The formal FOMC statement said:
Information received since the Federal Open Market Committee met in May indicates that the labor market remains strong and that economic activity is rising at a moderate rate. Job gains have been solid, on average, in recent months, and the unemployment rate has remained low. Although growth of household spending appears to have picked up from earlier in the year, indicators of business fixed investment have been soft. On a 12-month basis, overall inflation and inflation for items other than food and energy are running below 2 percent. Market-based measures of inflation compensation have declined; survey-based measures of longer-term inflation expectations are little changed.
… The Committee continues to view sustained expansion of economic activity, strong labor market conditions, and inflation near the Committee’s symmetric 2 percent objective as the most likely outcomes, but uncertainties about this outlook have increased. In light of these uncertainties and muted inflation pressures, the Committee will closely monitor the implications of incoming information for the economic outlook and will act as appropriate to sustain the expansion, with a strong labor market and inflation near its symmetric 2 percent objective.
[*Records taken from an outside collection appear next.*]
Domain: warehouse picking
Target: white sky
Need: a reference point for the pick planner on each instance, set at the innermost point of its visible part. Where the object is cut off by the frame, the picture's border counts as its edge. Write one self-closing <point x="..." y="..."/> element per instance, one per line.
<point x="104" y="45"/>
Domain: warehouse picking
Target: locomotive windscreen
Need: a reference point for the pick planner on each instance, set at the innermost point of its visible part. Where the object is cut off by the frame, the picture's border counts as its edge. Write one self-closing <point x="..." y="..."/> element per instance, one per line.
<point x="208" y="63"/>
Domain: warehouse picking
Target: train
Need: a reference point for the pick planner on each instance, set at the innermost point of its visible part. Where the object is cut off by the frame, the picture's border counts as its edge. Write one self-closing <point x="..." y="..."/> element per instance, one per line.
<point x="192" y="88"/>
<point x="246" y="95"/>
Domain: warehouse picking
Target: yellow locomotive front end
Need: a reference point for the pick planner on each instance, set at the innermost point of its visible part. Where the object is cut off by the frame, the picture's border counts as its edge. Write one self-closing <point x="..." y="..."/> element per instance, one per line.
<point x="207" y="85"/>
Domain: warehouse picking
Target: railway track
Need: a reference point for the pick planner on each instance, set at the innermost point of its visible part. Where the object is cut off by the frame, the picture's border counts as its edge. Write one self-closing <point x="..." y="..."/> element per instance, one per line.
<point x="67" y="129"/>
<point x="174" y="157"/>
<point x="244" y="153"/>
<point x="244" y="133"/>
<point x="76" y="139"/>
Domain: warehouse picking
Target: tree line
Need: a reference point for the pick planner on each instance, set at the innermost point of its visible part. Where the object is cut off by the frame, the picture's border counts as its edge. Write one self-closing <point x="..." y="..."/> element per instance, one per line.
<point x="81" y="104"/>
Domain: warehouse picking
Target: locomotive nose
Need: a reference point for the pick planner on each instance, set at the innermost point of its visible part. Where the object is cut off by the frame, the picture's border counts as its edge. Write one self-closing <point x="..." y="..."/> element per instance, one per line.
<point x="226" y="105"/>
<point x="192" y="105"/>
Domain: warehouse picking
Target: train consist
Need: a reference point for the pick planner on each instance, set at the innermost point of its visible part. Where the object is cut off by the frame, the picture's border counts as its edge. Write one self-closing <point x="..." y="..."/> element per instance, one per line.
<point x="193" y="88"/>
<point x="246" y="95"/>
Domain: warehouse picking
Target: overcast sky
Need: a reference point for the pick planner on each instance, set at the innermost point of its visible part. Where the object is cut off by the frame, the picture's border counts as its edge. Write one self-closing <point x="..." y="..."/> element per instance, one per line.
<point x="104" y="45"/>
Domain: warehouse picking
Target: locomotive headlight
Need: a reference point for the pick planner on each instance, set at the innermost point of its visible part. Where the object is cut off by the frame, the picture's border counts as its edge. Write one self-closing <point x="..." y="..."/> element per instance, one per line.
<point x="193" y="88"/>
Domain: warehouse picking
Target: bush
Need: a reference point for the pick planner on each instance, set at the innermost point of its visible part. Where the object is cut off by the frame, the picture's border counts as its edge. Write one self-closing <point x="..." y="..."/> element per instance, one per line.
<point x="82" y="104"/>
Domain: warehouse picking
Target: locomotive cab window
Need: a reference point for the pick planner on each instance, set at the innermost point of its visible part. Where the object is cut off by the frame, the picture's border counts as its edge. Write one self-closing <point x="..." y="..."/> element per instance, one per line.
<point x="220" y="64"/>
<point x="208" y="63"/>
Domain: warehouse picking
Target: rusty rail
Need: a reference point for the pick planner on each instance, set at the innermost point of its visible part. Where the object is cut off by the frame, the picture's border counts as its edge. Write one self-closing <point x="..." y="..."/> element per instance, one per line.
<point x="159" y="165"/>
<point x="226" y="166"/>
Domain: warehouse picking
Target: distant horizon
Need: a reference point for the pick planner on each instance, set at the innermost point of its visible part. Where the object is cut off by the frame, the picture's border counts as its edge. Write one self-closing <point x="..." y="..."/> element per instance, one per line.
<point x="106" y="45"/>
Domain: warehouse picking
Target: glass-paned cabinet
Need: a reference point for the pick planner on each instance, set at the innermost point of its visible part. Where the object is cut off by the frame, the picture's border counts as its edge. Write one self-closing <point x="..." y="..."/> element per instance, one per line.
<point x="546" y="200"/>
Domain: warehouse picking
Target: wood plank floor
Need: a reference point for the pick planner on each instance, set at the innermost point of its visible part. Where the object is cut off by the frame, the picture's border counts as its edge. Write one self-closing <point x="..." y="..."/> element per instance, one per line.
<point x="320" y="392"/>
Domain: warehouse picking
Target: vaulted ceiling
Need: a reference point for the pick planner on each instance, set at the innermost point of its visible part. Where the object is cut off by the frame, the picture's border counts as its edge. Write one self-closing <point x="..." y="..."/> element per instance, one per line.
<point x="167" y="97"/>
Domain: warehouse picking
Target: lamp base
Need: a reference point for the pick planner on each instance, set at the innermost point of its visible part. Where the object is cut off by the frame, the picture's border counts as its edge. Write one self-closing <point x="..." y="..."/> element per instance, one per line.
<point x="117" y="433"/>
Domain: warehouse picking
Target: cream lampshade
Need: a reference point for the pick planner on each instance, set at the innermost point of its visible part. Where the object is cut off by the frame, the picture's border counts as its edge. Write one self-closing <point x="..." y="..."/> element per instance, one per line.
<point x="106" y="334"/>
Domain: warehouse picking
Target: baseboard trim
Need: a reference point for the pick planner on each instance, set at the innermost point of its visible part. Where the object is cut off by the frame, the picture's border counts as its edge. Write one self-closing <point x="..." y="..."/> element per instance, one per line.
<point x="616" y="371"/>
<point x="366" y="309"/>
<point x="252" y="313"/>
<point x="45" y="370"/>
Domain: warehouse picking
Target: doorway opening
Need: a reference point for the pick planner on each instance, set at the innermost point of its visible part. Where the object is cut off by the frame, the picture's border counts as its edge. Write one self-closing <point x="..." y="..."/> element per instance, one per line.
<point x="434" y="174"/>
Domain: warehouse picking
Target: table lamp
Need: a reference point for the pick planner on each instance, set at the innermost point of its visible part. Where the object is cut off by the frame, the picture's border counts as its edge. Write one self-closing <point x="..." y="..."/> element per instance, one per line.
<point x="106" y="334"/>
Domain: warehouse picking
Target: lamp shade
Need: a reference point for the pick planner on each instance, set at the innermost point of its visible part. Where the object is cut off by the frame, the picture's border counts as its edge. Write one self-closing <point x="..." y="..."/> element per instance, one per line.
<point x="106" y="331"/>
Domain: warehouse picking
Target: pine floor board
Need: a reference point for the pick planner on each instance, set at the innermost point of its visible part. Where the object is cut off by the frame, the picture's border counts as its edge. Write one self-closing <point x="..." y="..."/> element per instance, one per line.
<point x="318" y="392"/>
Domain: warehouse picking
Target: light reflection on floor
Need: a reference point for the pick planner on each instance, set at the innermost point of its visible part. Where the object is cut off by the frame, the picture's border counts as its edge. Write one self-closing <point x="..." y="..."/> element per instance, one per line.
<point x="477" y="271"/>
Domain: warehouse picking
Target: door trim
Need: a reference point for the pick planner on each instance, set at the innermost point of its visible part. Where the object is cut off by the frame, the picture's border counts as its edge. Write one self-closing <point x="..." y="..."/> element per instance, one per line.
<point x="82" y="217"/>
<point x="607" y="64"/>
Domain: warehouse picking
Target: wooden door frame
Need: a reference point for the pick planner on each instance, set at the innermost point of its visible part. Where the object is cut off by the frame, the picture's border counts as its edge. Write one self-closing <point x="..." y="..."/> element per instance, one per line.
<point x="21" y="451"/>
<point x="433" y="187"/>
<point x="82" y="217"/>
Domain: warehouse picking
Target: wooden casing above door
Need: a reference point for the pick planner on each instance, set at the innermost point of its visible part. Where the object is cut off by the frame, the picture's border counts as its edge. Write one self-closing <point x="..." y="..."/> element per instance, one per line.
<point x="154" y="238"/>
The Fed’s projections are not much changed since March on GDP. Those are now 2.1% for 2019, 2.0% for 2020 and 1.8% for 2021 with a longer-run forecast of 1.9% in real GDP growth. Unemployment forecasts have been moved down to 3.6% for 2019, 3.7% for 2020 and 3.8% for 2021. The PCE inflation expectations moved lower to 1.5% for 2019 and 1.9% for 2020; and core-PCE inflation expectations moved down to 1.8% in 2019 and 1.9% in 2020.
The Dow has risen by about 55 points to 26,522 after the news, and the S&P 500 was up about 6.50 points to 2,924.20. Gold was higher by $8.00 per ounce to $1,358.80 and crude oil was last seen down 35-cents at $53.55 per barrel.
Where the big move was seen was in the 10-year Treasury note and 30-year Treasury bond. The 10-year yield fell from about 2.085% down to 2.049% and the 30-year fell from just over 2.57% down to 2.56% since the FOMC’s formal announcement and forecasts.
Now the markets just have to interpret what Fed Chairman Jerome Powell means when he gives his post-meeting press conference.